J Trauma Nurs. 2020 Mar/Apr;27(2):88-95. doi: 10.1097/JTN.0000000000000492.
Patients assigned lower-tier trauma activation may be undertriaged. Delayed recognition and intervention may adversely affect outcome. For critically injured intubated patients, research shows that abnormally low end-tidal carbon dioxide (EtCO2) values correlate with need for blood transfusion, surgery, and mortality. The purpose of this study was to evaluate EtCO2 monitoring for patients triaged to lower-tier trauma activation. EtCO2 monitoring may aid in the recognition of patients who have greater needs than anticipated. This is a prospective observational study conducted at a Level I trauma center. Potential subjects presenting from the field were identified by lower-tier trauma activation for blunt mechanism.
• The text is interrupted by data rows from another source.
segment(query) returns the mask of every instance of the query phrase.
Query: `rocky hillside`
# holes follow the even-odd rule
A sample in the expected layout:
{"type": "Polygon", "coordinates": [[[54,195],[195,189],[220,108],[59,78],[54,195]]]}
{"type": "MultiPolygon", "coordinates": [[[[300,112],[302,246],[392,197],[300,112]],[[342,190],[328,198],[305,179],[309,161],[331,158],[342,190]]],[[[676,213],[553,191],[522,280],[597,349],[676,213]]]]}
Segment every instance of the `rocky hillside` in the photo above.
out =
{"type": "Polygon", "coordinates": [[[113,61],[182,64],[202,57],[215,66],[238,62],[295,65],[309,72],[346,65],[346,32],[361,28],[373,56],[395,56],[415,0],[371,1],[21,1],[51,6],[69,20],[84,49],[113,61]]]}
EtCO2 measurements acquired using nasal cannula sidestream technology were prospectively recorded in the trauma bay during the initial assessment. The medical record and trauma registry were queried for demographics, injury data, mortality, and critical resource data defined as intubation, blood transfusion, surgery, intensive care unit admission, and vasoactive medication infusion. EtCO2 data were obtained for 682 subjects during a 10.5-month period. Following exclusions, 262 patients were enrolled for data collection. EtCO2 values less than 30 mmHg were significantly associated with blood transfusion (p = .03) but not with other critical resources or mortality. Although capnography had limited utility for patients triaged to lower-tier trauma activation, EtCO2 values less than 30 mmHg correlated with blood transfusion, consistent with previous studies of critically injured intubated patients. EtCO2 monitoring is noninvasive and may serve as a simple prompt for earlier initiation of blood transfusion, a resource-intensive intervention.
被分配到较低级别创伤激活的患者可能未得到充分分诊。识别和干预的延迟可能会对预后产生不利影响。对于重伤插管患者,研究表明,异常低的呼气末二氧化碳(EtCO2)值与输血、手术需求及死亡率相关。本研究的目的是评估对被分诊到较低级别创伤激活的患者进行EtCO2监测的情况。EtCO2监测可能有助于识别那些需求比预期更大的患者。这是一项在一级创伤中心进行的前瞻性观察研究。通过较低级别创伤激活识别出因钝性机制从现场送来的潜在受试者。在初始评估期间,前瞻性地记录在创伤病房使用鼻导管旁流技术获取的EtCO2测量值。查询病历和创伤登记处获取人口统计学、损伤数据、死亡率以及定义为插管、输血、手术、重症监护病房入院和血管活性药物输注的关键资源数据。在10.5个月期间为682名受试者获取了EtCO2数据。排除后,262名患者被纳入数据收集。EtCO2值低于30 mmHg与输血显著相关(p = .03),但与其他关键资源或死亡率无关。尽管二氧化碳描记法对被分诊到较低级别创伤激活的患者效用有限,但EtCO2值低于30 mmHg与输血相关,这与先前对重伤插管患者的研究一致。EtCO2监测是非侵入性的,可作为更早启动输血(一种资源密集型干预措施)的简单提示。